В избе было тепло, пахло наваристыми щами. Потрескивали в печке поленья. Сколько раз он думал об этом дне, возвращаясь домой. Все представлялось именно таким, как есть. Ленивый кот, растянувшийся на кровати, сытый запах кислой капусты и жирной свинины. Дома все так, как должно быть, ничего не изменилось.
В сенях послышались быстрые легкие шаги, распахнулась дверь, и в избу вбежал Артемка.
— Мама! — он сорвал с головы шапку, бросил ее на кровать и тут увидел отца.
— Здоровайте! — не узнавая, сказал он смущенно.
Захар сына узнал сразу.

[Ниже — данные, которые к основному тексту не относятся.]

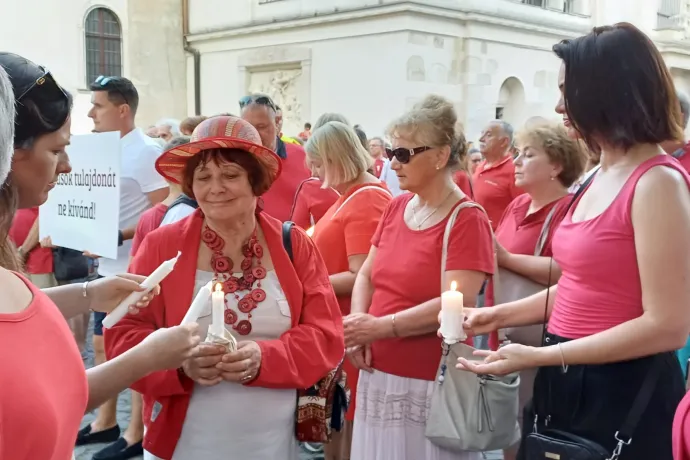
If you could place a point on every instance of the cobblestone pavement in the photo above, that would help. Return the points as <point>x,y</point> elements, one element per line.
<point>123,412</point>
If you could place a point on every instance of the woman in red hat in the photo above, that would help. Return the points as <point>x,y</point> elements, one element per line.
<point>283,314</point>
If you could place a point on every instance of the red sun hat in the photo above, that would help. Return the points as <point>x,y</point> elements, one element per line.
<point>223,132</point>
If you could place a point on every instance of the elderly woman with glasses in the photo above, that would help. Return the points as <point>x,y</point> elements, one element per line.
<point>232,405</point>
<point>391,331</point>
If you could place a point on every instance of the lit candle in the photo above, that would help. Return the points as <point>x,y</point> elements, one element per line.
<point>198,305</point>
<point>452,316</point>
<point>148,284</point>
<point>218,299</point>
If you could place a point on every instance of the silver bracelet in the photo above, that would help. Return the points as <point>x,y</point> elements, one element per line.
<point>84,287</point>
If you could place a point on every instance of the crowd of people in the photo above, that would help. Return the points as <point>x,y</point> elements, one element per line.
<point>329,247</point>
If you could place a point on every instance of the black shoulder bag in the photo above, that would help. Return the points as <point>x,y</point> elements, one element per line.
<point>559,444</point>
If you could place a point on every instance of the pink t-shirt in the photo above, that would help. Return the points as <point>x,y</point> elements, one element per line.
<point>43,388</point>
<point>600,286</point>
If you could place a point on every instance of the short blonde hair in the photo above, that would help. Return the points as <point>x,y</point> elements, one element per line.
<point>343,155</point>
<point>559,147</point>
<point>432,123</point>
<point>328,117</point>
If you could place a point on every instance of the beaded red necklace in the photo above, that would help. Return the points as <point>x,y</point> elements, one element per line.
<point>222,269</point>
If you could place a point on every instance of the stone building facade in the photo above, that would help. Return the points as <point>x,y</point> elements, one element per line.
<point>369,59</point>
<point>140,39</point>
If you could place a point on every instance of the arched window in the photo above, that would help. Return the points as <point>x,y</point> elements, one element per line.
<point>103,38</point>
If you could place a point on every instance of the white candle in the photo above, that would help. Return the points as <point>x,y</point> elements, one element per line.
<point>198,305</point>
<point>218,299</point>
<point>452,315</point>
<point>149,283</point>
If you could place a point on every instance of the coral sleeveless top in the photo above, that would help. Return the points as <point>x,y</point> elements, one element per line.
<point>600,286</point>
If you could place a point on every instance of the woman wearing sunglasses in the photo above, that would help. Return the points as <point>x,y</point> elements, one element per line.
<point>44,389</point>
<point>390,333</point>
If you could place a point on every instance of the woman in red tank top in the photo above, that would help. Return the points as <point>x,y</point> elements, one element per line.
<point>622,304</point>
<point>45,389</point>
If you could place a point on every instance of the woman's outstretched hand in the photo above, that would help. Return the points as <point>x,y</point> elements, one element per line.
<point>107,293</point>
<point>478,321</point>
<point>169,348</point>
<point>505,360</point>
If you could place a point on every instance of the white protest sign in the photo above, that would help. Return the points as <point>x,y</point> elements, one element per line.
<point>83,210</point>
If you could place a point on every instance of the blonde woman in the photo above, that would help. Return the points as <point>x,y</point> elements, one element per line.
<point>343,235</point>
<point>548,162</point>
<point>391,331</point>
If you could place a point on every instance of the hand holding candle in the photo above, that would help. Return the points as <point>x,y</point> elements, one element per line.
<point>218,304</point>
<point>452,315</point>
<point>148,284</point>
<point>198,305</point>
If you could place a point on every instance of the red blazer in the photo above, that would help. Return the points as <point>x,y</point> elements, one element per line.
<point>298,359</point>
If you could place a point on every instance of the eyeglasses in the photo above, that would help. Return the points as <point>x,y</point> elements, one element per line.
<point>404,155</point>
<point>48,84</point>
<point>261,100</point>
<point>105,83</point>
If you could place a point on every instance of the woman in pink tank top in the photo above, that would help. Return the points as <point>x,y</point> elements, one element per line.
<point>622,304</point>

Черные большие глаза, белокурый чуб, широкие плечи…
— Здоровенько, сынок! Что ж ты стал, али не рад приезду батьки? — Захар шагнул навстречу и троекратно, по русскому обычаю, поцеловал сына.
— Ну и вымахал ты, паря! — засмеялся, хлопнул по плечу. — За девками бегаешь небось?
— Бегает, — весело ответила за сына Варвара.
Сели за стол. И тут только Варвара увидела, что левая рука мужа не в порядке.
— Батюшки, да ты никак раненый? — испуганно вскрикнула она.
— Не совсем здоровый, — вздохнул Захар. — Пальцы почти не шевелятся. Но доктора говорят — пройдет… Мячик мне дали, мни его, говорят, хорошенько. Теперь уж стало лучше.
— Вот горюшко-то! Что они с тобой наделали, проклятые ерманцы, — запричитала Варвара.
— Что рука! Ладно хоть голову принес без дырки. На руке все заживет. Доктора сказали — главные жилы целы…
Варвара принесла покрытую пылью бутылку самогона. Пробка была залита воском. Это, пояснила она, осталось от проводов Захара в солдаты.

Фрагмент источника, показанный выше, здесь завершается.